Thanks for the analysis @randombit , felt like a message coming from the depths... :wink:

ni4 commented 4 years ago

@randombit Thanks for the detailed reply! Actually, there is another report with similar circumstances, during the RSA key generation.

@kaie Do I correctly remember that rnp for TB is built using the MinGW/MSYS, but TB (most likely) via MSVC? In this case just today we merged PR #1232, which allows building with MSVC, and this could be a fix.

kaie commented 4 years ago

@kaie Do I correctly remember that rnp for TB is built using the MinGW/MSYS, but TB (most likely) via MSVC? In this case just today we merged PR #1232, which allows building with MSVC, and this could be a fix.

@Jfx2006 could you please answer this question?

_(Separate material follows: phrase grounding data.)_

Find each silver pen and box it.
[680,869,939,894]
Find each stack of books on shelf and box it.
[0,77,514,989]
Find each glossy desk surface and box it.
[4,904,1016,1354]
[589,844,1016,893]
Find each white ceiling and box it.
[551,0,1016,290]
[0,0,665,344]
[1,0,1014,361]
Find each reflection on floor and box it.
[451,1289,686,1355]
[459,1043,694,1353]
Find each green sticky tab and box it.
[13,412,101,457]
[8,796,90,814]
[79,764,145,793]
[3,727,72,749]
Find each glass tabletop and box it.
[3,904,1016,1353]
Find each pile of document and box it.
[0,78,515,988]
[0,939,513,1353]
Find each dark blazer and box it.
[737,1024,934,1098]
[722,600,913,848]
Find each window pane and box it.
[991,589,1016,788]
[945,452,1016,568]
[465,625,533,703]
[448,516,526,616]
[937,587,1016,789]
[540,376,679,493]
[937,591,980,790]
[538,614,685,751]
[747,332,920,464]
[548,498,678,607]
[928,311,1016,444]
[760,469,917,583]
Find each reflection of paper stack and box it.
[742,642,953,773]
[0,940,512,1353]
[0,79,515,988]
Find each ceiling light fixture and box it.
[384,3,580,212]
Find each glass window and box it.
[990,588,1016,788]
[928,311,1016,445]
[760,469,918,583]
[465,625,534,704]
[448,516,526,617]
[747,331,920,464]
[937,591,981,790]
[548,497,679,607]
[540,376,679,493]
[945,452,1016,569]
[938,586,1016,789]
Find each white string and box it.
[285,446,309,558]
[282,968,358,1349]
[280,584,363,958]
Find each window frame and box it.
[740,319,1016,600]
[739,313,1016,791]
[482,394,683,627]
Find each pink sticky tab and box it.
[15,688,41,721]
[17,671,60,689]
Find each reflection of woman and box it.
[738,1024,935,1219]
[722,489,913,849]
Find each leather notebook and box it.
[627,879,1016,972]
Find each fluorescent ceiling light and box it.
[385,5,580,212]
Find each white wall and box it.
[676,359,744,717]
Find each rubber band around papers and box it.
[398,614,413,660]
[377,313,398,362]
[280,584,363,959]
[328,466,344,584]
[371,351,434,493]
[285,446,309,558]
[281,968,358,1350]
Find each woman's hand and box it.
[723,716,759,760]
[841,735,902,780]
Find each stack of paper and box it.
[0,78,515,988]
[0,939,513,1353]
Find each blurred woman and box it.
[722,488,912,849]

jfx2006 commented 4 years ago

Windows builds use clang-cl for everything. Still links to MSVC libraries, at build time that is Visual Studio 2017 15.8.4 / SDK 10.0.17134.0. Up until a couple days ago it was Clang-9.0.1, but now it's Clang-11rc2.

It shouldn't make a difference but the production builds are cross-compiled on Linux hosts. There are builds done on Windows as well that CI runs to make sure that doesn't break for local development.

kaie commented 3 years ago

It looks like the problem was bad binaries, that somehow disabled the usual C++ exception handling. We don't understand yet why. RNP/Botan binaries produced manually (cross compiled from Linux using MinGW for Windows) don't crash.

kaie commented 3 years ago

The issue is fixed by using the /EHs clang compiler flag. (Which Botan's build system already uses, but the Thunderbird build system didn't...) Thanks everyone for your help, closing.